OK, this can't be used, because catching early shell errors, and using dbus are mutually exclusive. There's also no good way to hook it into tcsh. And ~/.xsession-errors is full of confusing spew and decidedly uninteresting. I favor a different approach.

comment:23 Changed 11 years ago by jdreed

  • Status changed from accepted to closed
  • Resolution set to wontfix

comment:24 Changed 11 years ago by quentin

This was supposed to catch stdout + stderr from just the startup process, and not from the actual running GUI programs. That was part of what made it hard to integrate with tcsh - we needed to save the original stdout and stderr, and restore them when execing gnome-session.

Can you explain the conflict with dbus?

comment:25 Changed 11 years ago by jdreed

There is no session bus running at the time xsession.tcsh is run, so console has nothing to attach to. If it's just designed to catch errors from the startup process, then it can also be a lot simpler, since there will be no value in showing it after a successful login. I'm not opposed to a visual progress indicator for dotfiles, but it can be as simple as tailing ~/.xsession-errors or possibly a series of echo statements to a FIFO during the login process. If the tcsh integration is hard, that's a problem, since this is primarily _for_ tcsh. Bash has a lot fewer fatal errors. I'd rather devote time and effort into better troubleshooting of the login process; someone who breaks their login is unlikely to look at Console. The other problem is keeping it around long enough to read errors. We can't do that, since 99x11-common_start execs the session, and can't tell whether it fails or not.

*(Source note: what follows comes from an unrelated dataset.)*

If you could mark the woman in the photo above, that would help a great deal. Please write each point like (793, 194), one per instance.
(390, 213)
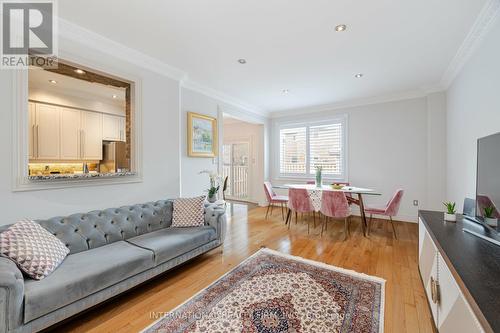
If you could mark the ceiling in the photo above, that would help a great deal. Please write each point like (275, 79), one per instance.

comment:26 Changed 11 years ago by quentin

The way I had envisioned this working is:

bash -c 'exec 3>&1 4>&2; mkfifo stdout stderr; exec 1>stdout 2>stderr; da-console stdout stderr; exec start-tcsh-session'

and then inside start-tcsh-session, after running the dotfiles,

exec bash -c 'exec 1>&3 2>&4; exec gnome-session'

You raise a good point, though, which is that something should wrap gnome-session and wait (sleep?) if it fails too quickly, so X stays up long enough to read the errors.

The dbus logic could be replaced with a unix socket or the like, if we don't want to depend on dbus. But... won't the first app in the session that uses dbus cause the session bus to be created?

I definitely think that xconsole or the equivalent should be included in console.

comment:27 Changed 11 years ago by jdreed

Except it's not quite as simple as that, because of the run-parts, which exec's the xsession. That's a lot to be diverting/changing just to get dotfile error output. (The dotfile graph is very out of date at this point). It will create a session bus, just not _the_ session bus, because one of the wrapped things is dbus-launch, which happily creates its own session-bus. Like I said, I'm not opposed to replacing 000tcshsucks with something simpler that works for both bash and tcsh.

There's a lot of junk in xconsole too at this point. I think I favor a "console" which only reads from private FIFOs, which we write to in the dotfiles, and possibly to solve things like #117 too. But we should keep our design goals in mind. Normal Ubuntu does not start an xconsole, nor is it configured to syslog to one. There are no undergrads still at MIT who are used to /etc/athena/console. If we do something, I want it to be useful and not contain a lot of false positives.

comment:28 Changed 11 years ago by quentin

Hm, you do raise a good point there - but I would argue that's something to be fixed whether we have console or not. Since the random GUI apps that people launch from their dotfiles should also have access to the session bus.

I think I'm mostly interested in showing authpriv syslogs; i.e. on a SIPB officehead showing SSH failed logins. Also kernel logs are probably relevant. I don't know what Ubuntu's default xconsole filter is, but I thought it was close to that.